Data-driven decision making is the bee’s knees in many fields, but not a whole lot is known about how post-secondary education professionals actually use teaching-related data to better their day-to-day teaching habits.
Supported by a grant from the National Science Foundation, researchers from Oregon State University and the University of Wisconsin-Madison interviewed 59 faculty members and 20 administrative folks from three large research universities. They found that not many instructional data systems exist beyond grades and end-of-course student evaluations. Perceived popularity contests and poor response rates raise red flags about evaluation data’s representation.

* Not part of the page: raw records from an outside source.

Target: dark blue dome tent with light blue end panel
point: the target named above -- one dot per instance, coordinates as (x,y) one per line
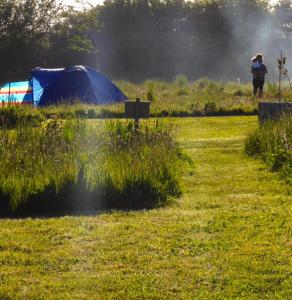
(85,84)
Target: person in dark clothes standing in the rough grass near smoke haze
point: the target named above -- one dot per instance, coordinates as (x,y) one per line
(259,71)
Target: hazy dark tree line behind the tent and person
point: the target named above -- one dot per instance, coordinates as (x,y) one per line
(139,39)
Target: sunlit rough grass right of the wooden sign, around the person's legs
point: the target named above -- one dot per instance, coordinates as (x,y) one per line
(182,97)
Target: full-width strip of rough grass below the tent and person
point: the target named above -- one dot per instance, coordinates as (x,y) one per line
(177,98)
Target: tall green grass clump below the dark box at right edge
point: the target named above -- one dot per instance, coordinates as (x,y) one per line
(272,141)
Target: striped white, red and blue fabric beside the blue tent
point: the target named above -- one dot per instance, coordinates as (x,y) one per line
(16,93)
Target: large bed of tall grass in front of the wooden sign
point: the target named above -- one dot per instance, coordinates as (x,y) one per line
(98,164)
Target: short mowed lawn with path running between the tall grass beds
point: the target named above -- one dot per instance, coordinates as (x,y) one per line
(229,236)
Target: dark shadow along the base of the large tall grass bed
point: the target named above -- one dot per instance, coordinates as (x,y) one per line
(77,199)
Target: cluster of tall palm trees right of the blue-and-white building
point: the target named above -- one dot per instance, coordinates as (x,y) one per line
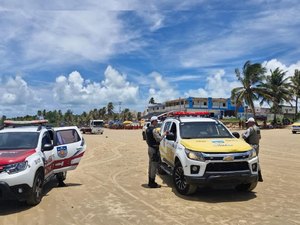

Many still maintain the notion that once enough institutionalized measures are put in place, better student learning will somehow follow. Researchers found some teaching professionals were confused by the very idea of using data to improve teaching skills. Rather than some unintelligible bubble-sheet data three months after class ends, for STEM (Science Technology Engineering and Mathematics) students especially, feedback and ongoing engagement with teachers is crucial to success. Struggling students will often leave their fields of study altogether.
Lacking much other meaningful analysis, many educators created personalized opportunities to collect and use meaningful data to examine and improve their own teaching. Authors Jana Bouma-Gearhart and Matthew T. Hard advocated for practice-based research that studies how post-secondary educators actually apply available data. Open-ended student evaluations, education research, and informal discussions were identified as helpful resources for teachers.
Faculty teams that elected to share information relevant to related courses were notably successful at improving individual and organizational learning. The authors noted that, “the desire for improvement and accountability should not trump the interests of those most central to the teaching and learning enterprise – that of educators and their students”.